Das Baugrundstück liegt im Geltungsbereich des qualifizierten Bebauungsplans Nr. … der Beklagten, rechtswirksam seit dem 29. April 1970. Dieser setzt als Art der baulichen Nutzung ein allgemeines Wohngebiet und im fraglichen Bereich zum Maß der baulichen Nutzung als Geschosszahl zwei Vollgeschosse als zwingend fest.
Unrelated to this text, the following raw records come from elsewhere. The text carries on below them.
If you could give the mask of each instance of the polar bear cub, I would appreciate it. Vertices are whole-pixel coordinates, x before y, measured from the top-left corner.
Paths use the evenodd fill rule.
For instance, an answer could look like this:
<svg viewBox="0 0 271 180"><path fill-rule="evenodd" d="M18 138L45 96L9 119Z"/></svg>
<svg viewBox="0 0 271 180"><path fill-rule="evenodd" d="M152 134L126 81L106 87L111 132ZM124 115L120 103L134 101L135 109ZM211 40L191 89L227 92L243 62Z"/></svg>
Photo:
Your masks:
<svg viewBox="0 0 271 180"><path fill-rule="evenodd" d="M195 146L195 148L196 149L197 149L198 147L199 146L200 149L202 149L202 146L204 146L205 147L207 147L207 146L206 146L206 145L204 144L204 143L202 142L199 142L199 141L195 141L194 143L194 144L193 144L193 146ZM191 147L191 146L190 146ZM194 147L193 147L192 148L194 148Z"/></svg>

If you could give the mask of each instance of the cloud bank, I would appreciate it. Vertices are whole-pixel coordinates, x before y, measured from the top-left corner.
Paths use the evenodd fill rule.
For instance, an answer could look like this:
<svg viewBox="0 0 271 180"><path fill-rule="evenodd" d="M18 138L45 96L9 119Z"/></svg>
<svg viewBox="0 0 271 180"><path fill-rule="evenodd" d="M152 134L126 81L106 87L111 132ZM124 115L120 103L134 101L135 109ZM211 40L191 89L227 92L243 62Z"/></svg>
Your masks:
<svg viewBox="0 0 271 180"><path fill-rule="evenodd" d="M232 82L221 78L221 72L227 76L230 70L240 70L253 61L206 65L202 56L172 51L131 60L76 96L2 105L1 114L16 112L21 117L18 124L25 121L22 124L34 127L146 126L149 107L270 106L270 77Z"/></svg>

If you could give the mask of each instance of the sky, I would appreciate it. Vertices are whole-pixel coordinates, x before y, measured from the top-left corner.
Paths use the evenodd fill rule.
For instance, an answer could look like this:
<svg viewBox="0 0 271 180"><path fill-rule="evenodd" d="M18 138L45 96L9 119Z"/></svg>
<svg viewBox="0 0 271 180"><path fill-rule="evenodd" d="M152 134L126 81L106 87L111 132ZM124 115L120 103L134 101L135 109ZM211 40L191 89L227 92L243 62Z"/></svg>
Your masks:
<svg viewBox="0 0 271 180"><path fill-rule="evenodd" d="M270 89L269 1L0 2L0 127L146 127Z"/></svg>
Dem Kläger wurde am 16. Dezember 2014 die Baugenehmigung für den Anbau an eine Doppelhaushälfte mit Dachterrasse und Erweiterung der Dachgauben auf dem Baugrundstück erteilt. Mit bestandskräftigem Bescheid vom 12. Mai 2016 verfügte die Beklagte gegenüber dem Kläger mit Sofortvollzugsanordnung und unter Androhung eines Zwangsgeldes von 5.000,00 Euro die sofortige Baueinstellung, weil die Dachgauben auf der Nord- und Südseite planabweichend ausgeführt seien.
Mit Bescheid vom 9. Juni 2016 ordnete die Beklagte gegenüber dem Kläger an, dass der mit Bescheid vom 12. Mai 2016 getroffenen Anordnung auf Einstellung der Bauarbeiten für den Anbau an einer Doppelhaushälfte mit Dachterrasse und Erweiterung der Dachgauben sofort ab Zustellung des Bescheids Folge zu leisten ist. Der Sofortvollzug wurde angeordnet und ein Zwangsgeld von 7.500,00 Euro wurde angedroht. Außerdem wurde von der Beklagten mit Schreiben vom selben Tag das mit Bescheid vom 12. Mai 2016 angedrohte Zwangsgeld in Höhe von 5.000,00 Euro fällig gestellt. Nach Rücknahme der gegen den Bescheid vom 9. Juni 2016 erhobenen Klage stellte das Verwaltungsgericht das betreffende Verfahren mit Beschluss vom 12. Mai 2017 ein (Az. AN 9 K 16.01251).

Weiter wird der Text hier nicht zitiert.